If you do build one, put up a thread. It'll be cool to see what you come up with.
 
It sure splits in a hurry too; a full cycle takes 22 seconds at a little over half throttle. At 540 PTO RPM it should be about 14 or 15.

I think I would want to take advantage of the big tractor engine torque, and speed the pump up with a gearbox, maybe. So the tractor is only idling. Having it run at half to full throttle with what is not really much load would give me the fingers on chalkboard feelings.
 
It sure splits in a hurry too; a full cycle takes 22 seconds at a little over half throttle. At 540 PTO RPM it should be about 14 or 15.

I think I would want to take advantage of the big tractor engine torque, and speed the pump up with a gearbox, maybe. So the tractor is only idling. Having it run at half to full throttle with what is not really much load would give me the fingers on chalkboard feelings.

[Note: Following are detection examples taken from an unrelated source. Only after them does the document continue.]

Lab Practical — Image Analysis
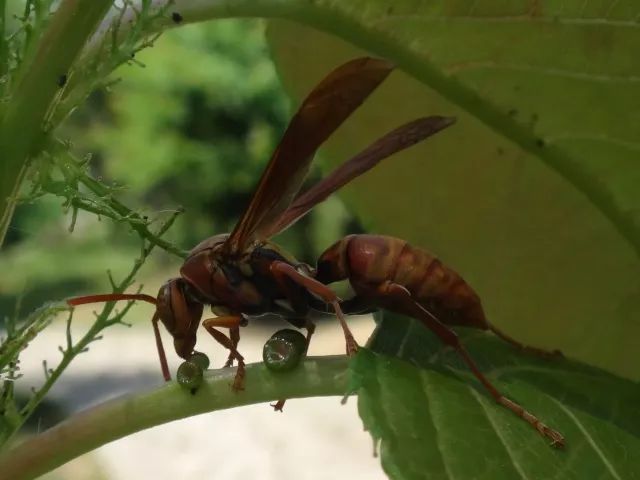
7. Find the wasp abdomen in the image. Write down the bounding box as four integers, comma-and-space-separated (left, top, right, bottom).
318, 235, 488, 329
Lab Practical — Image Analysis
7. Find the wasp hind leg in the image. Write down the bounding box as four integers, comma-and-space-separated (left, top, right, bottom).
367, 282, 564, 447
202, 315, 245, 392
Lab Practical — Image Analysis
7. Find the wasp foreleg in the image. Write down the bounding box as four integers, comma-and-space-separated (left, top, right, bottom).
202, 315, 245, 391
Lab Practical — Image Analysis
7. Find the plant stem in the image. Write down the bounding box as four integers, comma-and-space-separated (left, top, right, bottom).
0, 356, 349, 480
0, 0, 112, 246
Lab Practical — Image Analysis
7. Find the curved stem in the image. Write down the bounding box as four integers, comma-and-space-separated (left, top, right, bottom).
0, 356, 349, 480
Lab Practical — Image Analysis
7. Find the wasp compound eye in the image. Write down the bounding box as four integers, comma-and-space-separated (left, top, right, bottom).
189, 352, 211, 370
176, 361, 203, 393
262, 328, 307, 372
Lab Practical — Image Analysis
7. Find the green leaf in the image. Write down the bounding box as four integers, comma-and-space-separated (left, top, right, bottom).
269, 5, 640, 379
352, 315, 640, 480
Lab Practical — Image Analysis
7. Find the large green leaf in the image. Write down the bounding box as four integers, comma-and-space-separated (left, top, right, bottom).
269, 0, 640, 379
353, 316, 640, 480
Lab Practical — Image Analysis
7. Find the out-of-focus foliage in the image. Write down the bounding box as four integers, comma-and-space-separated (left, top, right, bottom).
0, 20, 348, 309
73, 21, 288, 243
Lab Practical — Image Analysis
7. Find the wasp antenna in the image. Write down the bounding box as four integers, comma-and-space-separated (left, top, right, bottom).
67, 293, 158, 307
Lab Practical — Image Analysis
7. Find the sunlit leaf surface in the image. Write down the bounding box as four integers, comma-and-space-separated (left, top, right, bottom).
354, 315, 640, 480
270, 0, 640, 379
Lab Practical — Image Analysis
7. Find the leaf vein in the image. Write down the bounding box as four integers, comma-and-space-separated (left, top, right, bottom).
467, 385, 528, 480
418, 376, 455, 480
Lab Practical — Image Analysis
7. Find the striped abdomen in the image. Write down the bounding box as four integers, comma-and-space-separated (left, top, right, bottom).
317, 235, 488, 329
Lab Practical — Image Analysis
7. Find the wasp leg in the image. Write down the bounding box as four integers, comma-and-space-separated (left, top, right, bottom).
364, 282, 564, 447
269, 261, 358, 355
202, 315, 245, 392
270, 320, 316, 412
224, 327, 240, 368
489, 324, 564, 358
151, 312, 171, 382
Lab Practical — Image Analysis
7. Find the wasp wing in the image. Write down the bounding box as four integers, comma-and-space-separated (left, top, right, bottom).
267, 116, 455, 236
224, 57, 393, 254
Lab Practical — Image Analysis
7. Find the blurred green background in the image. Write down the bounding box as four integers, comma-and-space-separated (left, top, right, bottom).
0, 20, 358, 312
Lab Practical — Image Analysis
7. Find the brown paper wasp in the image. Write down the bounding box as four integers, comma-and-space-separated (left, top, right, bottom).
68, 57, 564, 446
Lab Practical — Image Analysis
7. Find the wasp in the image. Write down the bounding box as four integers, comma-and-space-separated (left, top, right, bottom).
68, 57, 564, 446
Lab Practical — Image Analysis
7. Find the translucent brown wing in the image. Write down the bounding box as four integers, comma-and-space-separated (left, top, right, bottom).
224, 57, 393, 254
268, 116, 455, 236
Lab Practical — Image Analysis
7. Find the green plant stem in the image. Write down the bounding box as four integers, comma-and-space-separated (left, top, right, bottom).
0, 0, 9, 79
0, 356, 349, 480
0, 0, 112, 246
83, 0, 640, 257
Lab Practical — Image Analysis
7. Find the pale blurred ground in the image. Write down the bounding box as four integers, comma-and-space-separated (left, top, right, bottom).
17, 300, 386, 480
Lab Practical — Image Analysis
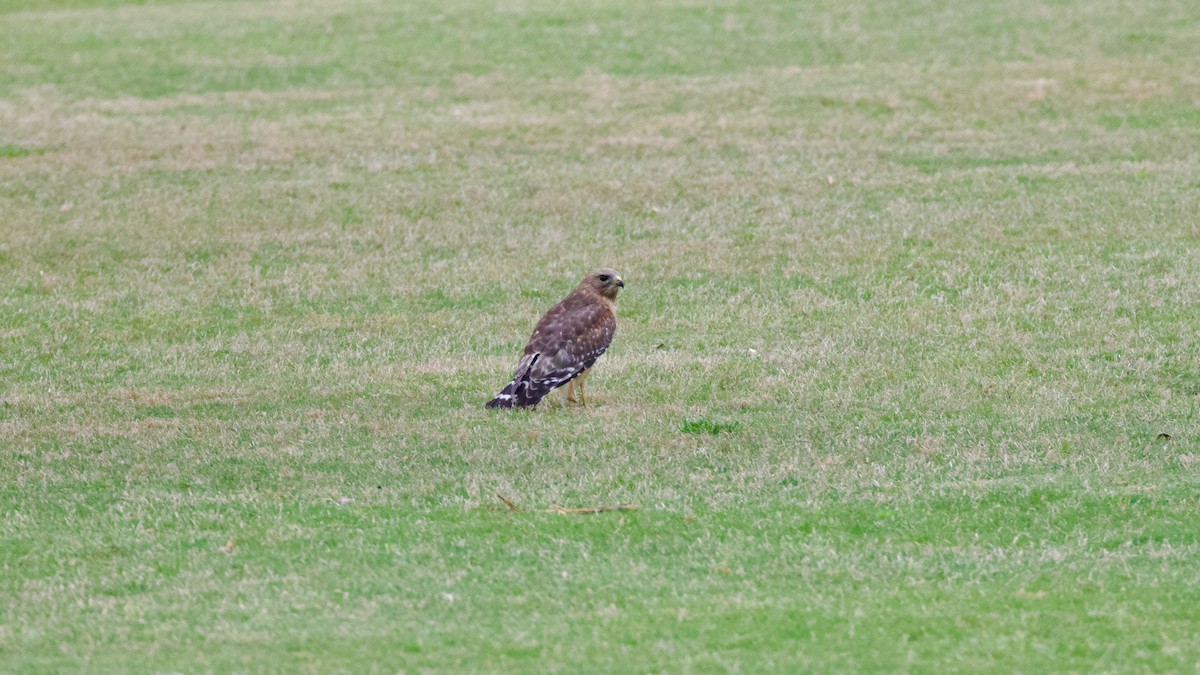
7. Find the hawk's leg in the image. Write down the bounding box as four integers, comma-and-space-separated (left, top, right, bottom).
566, 368, 592, 406
566, 368, 592, 407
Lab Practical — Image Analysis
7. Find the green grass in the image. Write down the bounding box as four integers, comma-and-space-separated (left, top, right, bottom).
0, 0, 1200, 673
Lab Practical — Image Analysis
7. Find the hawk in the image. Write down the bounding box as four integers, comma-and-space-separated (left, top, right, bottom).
487, 268, 625, 408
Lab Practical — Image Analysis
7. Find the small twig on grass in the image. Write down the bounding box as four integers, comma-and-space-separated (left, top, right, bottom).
546, 504, 637, 515
496, 492, 637, 515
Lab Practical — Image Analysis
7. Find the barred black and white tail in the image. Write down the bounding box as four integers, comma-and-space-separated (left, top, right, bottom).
487, 372, 554, 408
487, 350, 585, 408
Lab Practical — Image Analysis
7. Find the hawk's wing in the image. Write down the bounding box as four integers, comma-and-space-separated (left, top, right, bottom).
488, 294, 617, 407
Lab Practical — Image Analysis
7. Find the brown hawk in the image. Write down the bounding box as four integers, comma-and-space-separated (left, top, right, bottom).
487, 268, 625, 408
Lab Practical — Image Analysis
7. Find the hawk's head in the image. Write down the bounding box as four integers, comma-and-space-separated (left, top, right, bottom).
583, 267, 625, 300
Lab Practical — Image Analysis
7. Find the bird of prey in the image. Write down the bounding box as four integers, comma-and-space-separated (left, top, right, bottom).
487, 268, 625, 408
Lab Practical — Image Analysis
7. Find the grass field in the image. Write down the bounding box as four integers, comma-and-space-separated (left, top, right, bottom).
0, 0, 1200, 673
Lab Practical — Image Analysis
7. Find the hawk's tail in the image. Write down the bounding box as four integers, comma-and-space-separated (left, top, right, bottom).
486, 380, 553, 408
487, 380, 516, 408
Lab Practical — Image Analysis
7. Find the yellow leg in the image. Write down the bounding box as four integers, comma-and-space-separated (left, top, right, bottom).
571, 368, 592, 407
566, 368, 592, 406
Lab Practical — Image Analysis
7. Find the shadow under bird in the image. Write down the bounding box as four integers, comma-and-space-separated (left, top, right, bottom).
487, 268, 625, 408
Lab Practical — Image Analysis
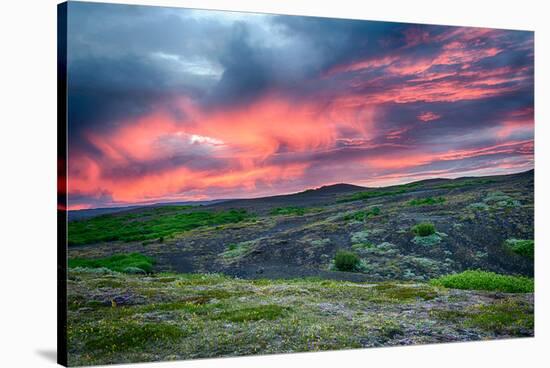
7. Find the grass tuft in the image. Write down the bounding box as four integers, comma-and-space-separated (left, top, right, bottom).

Agreed. Lots of tractors have a setting that allows you to achieve 540 PTO RPM at a lower engine speed. I think Deere calls it ePTO. Unfortunately, neither of mine have that feature. Another cool way up do it would be if you had a tractor with a 1000 RPM PTO, which most larger tractors do. There's pumps in the 40 GPM range that use that PTO shaft and are rated for that speed. Again, I'm out of luck there. For now anyway.

I'll have to spend more time with it, but with the auto cycle I'm not too worried about cycle time, since I don't have to sit there holding a lever. My NH achieves 540 at lower throttle, so I'm thinking that setting that tractor at about 2000 engine RPM will make for a nice cycle time, a comfortable engine load to speed ratio, and most importantly, a pleasant experience for the operator.
 
We've got some gear here with gearboxes on PTO mounted pumps - pretty simple setup, but I don't know what the gearboxes cost. Or maybe yours already has one? A gas engine shaft would likely turn up a lot faster RPM, than a PTO shaft would to start with.

How many trees do you tap? Have an RO?